The Heat bounced back mightily in the 2008-09 NBA season and Wade was a legitimate MVP candidate. At the start of the following season, Jordan Brand had announced that Dwyane Wade would be its newest ambassador of the brand, with a powerful image of Jordan and Wade standing shoulder to shoulder holding the Air Jordan 2010 suggesting that Wade would indeed be the future of Jordan. Wade rotated a healthy selection of Air Jordan Retro player exclusives as well as the new Air Jordan models like the Air Jordan 2010 and 2011.

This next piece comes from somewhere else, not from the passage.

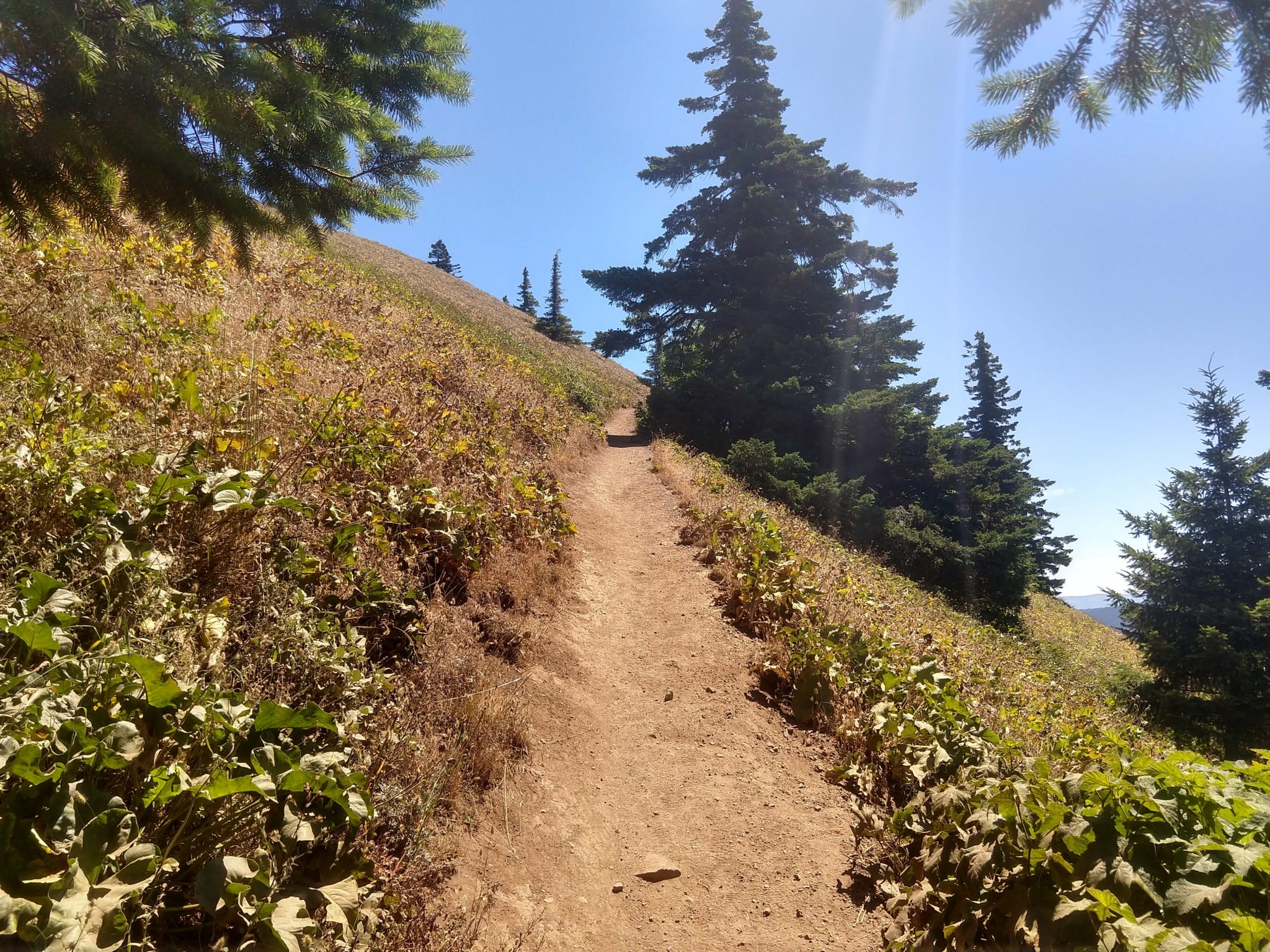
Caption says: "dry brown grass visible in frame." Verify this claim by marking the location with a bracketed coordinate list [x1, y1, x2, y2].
[0, 219, 642, 950]
[653, 441, 1163, 749]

Above: Dwyane Wade In Air Jordan 2010, 2011

Above: LeBron James, Chris Bosh, and Dwyane Wade in Summer 2010

The Big Three Era

The timing couldn’t have been more perfect. LeBron James and Chris Bosh, the two biggest free agents of the 2010 NBA offseason, joined Wade in Miami to form a formidable Big Three – a true threat to take home the Finals trophy every year. This sort of presence in the Playoffs is huge on a marketing standpoint, which is why the debut of the Jordan Fly Wade right at the start of the 2011 NBA Playoffs was the perfect platform for success.

Above: Store Display For Jordan Fly Wade

Jordan Brand’s first signature shoe, the Jordan Fly Wade, was unveiled in a series of colors as well as a predictable “Miami” colorway – a clear spin-off of the success of LeBron’s “South Beach” release just months prior. The shoes didn’t sell particularly well and Jordan Brand was actually sued because Wade’s logo was too similar to a that of a company called Point 3 Basketball. The lawsuit was settled and Jordan Brand changed the logo for Wade’s second signature shoe, the Jordan Fly Wade 2.

Above: Jordan Fly Wade 2

Above: Dwyane Wade’s Ad With Li-Ning

The Li-Ning Era

Despite the grand platform and stardom, Dwyane Wade’s signature shoes with Jordan Brand were an absolute flop. The shoes were, quite honestly, terrible and not indicative of a “signature shoe” that you’d expect for someone of Wade’s status. During the 2012 NBA offseason, rumors of Wade leaving Jordan Brand for Li-Ning, a Chinese brand, began to surface; Wade’s contract with Jordan was ending in October of that year and the two sides were unable to come to an agreement.

Above: Li-Ning Sets Up Shop At Sneaker Con Miami 2013

That opened the door to the Li-Ning/Wade era. While terms of the deal were never disclosed, it is believed that Wade received a stake in the company – and his hands-on approach was indicative of that level of partnership. Sneakerheads were certainly intrigued by what Li-Ning and Dwyane Wade had to offer and his first signature shoe, the Li-Ning Way Of Wade, did create some buzz thanks to some wild colorways.

Since then, Wade and Li-Ning have produced four signature shoes and a few take-down models, but the brand has yet to have a true imprint in sneaker culture or the athletic industry. The brand operates batch to batch and the pricepoint of Wade’s shoes, which starts at $180, is a bit tough to swallow given the lower-priced and more appealing options. Even a return to his hometown wouldn’t really change much for the Li-Ning Wade business outside of a small opportunities here and there.